That’s how much the Department of Agriculture says Bellerive and average new parents like her will spend to raise their newborns to age 17.

The 1996 survey of 12,850 two-parent households and 3,395 single-parent households found that housing took the biggest chunk - 33 percent or $49,710. Food was No. 2, at $26,130, followed closely by transportation, clothing and child care.

It costs about $8,300 a year, or $694 per month, to raise one child in a two-child, two-parent, middle-income family, the survey found.

A generation earlier, raising a child cost one-sixth as much, the survey showed. Several expenses, such as child care, weren’t a factor in earlier times. In 1960, the first year the department conducted the survey, raising a child to age 17 cost $25,229.

Now, because of housing costs, West Coast cities are the most expensive places in the country to raise a child, the study found. East Coast cities come next, followed by the South.
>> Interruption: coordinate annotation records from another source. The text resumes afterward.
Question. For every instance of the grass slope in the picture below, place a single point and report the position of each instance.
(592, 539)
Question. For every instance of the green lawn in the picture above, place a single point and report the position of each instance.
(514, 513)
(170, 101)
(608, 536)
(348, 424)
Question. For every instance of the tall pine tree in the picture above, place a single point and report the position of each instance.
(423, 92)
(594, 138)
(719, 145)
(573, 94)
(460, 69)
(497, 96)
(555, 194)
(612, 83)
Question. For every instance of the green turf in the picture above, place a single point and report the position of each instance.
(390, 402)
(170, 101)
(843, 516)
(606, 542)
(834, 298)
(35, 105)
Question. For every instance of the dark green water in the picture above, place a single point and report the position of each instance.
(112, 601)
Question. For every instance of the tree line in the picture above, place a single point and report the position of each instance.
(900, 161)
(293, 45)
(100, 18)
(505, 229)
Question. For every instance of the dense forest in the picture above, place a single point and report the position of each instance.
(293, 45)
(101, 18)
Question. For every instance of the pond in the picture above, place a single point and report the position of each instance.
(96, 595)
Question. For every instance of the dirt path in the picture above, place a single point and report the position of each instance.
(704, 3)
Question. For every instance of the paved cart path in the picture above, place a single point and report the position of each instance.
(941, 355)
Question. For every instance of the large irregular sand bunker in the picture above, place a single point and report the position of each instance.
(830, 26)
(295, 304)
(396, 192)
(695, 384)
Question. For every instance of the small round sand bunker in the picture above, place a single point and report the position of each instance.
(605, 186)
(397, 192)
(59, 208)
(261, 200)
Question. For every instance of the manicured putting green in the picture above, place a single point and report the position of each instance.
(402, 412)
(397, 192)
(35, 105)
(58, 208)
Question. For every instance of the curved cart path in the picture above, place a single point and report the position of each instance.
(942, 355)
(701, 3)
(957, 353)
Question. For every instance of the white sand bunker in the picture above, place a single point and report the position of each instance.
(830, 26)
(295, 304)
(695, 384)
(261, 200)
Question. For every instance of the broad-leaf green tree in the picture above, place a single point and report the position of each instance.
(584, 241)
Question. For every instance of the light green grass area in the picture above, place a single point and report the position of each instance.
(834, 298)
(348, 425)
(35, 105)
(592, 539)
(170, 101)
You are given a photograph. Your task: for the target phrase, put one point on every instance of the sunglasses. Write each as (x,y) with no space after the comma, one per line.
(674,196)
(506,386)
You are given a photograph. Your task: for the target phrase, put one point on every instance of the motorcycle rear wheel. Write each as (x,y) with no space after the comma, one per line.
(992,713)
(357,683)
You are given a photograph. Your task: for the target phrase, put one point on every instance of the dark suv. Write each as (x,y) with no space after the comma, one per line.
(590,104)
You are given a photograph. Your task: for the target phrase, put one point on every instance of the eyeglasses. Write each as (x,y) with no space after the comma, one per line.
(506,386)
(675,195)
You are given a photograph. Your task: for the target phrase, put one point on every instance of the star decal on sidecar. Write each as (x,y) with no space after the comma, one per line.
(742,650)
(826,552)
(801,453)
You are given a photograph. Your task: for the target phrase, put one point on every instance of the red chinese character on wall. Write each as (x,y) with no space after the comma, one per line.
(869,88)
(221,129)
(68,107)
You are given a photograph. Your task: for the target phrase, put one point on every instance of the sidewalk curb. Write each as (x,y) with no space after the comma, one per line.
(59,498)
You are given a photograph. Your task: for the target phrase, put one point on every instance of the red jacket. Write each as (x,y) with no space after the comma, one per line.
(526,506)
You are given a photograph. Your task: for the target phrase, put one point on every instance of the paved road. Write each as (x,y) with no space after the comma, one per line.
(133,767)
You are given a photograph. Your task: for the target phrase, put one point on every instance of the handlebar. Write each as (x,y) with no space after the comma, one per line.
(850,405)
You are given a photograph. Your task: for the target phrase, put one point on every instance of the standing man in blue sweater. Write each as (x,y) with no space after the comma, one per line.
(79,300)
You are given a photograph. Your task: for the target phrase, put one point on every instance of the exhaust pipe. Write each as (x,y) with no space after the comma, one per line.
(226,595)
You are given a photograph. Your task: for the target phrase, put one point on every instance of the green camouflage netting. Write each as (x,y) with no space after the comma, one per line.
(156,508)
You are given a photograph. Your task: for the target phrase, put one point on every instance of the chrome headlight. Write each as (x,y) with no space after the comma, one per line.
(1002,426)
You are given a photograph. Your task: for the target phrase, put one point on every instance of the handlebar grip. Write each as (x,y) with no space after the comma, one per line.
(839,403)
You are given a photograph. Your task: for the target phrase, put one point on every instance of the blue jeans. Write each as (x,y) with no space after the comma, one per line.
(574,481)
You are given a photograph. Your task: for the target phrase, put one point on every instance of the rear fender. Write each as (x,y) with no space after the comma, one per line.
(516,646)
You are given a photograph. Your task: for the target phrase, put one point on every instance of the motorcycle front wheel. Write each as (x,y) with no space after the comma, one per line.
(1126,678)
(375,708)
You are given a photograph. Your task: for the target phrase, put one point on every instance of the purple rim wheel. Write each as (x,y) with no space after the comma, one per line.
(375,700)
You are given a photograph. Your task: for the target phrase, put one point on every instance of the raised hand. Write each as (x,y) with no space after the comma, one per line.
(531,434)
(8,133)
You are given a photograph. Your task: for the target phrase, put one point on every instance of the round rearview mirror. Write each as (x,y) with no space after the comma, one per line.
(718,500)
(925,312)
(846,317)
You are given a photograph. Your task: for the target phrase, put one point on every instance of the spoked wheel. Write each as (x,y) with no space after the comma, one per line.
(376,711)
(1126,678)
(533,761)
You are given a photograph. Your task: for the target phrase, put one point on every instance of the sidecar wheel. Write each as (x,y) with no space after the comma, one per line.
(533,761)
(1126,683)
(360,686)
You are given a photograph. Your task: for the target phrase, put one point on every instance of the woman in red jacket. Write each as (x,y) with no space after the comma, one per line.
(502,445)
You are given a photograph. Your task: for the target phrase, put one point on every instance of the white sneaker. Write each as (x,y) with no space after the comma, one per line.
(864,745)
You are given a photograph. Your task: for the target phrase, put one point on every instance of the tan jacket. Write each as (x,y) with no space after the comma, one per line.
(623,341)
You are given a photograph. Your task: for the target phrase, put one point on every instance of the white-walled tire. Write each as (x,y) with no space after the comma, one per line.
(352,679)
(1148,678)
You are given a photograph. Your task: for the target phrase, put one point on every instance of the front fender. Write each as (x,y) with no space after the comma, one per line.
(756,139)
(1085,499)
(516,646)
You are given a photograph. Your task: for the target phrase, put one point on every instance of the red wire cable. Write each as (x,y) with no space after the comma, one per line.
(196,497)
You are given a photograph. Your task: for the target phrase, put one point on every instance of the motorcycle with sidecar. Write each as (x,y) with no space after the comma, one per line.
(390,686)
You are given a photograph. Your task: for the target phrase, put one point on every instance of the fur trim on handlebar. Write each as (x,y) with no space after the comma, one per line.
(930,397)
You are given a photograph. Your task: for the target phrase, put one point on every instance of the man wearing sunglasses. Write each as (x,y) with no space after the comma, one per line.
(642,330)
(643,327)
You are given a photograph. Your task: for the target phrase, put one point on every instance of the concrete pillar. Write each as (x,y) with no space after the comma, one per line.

Midwestern cities and rural areas are the least expensive places to raise children.

The numbers would seem overwhelming to the McCaugheys of Iowa, parents of septuplets, and the Thompsons of Washington, D.C., parents of five surviving sextuplets. But the high profiles of those cases have resulted in donations of everything from diapers to homes to college educations.

But for Renee Bellerive and her fiance, Kipp Masingale, 31, the figures seemed overwhelming.

They earn an average salary - between $34,700 and $58,300 - and live among the least-expensive regions of the country. But Bellerive said thinking of the overwhelming cost will prompt changes in their lives.

Her fiance, she figures, will need to be promoted in his uncle’s excavation company to make ends meet. And she plans to go back to college to become a teacher.

“It gets scary when people actually tell you what it costs,” she said.

To some who bore children in 1996, $149,000 sounds about right. Linda Mitchell, of Manassas Va., almost sounded relieved.

“That’s it?” asked Mitchell, mother of Kelly, 17 months, and Peter, 3. “It just seems like so much goes out, for food and clothes and every little birthday party.”

Her husband, Bill, 36, a civil engineer, had bought their home when the two were married seven years ago, and Mitchell is a stay-at-home mom. Her advice: Careful budgeting, and “buy everything in bulk.”

But no matter how good a budgeter a parent may be, $149,820 packs a wallop, even a day after labor.

“Gollee!” said Kristin Winton, a third-grade teacher from Tulsa, Okla., who gave birth Tuesday to her second child, Brilee Nicole.

“But I guess it sounds about right,” she added. “I mean, after awhile you don’t even think about it, even if you budget. There are daily expenses, there are weekly expenses. You just buy what your kid needs.”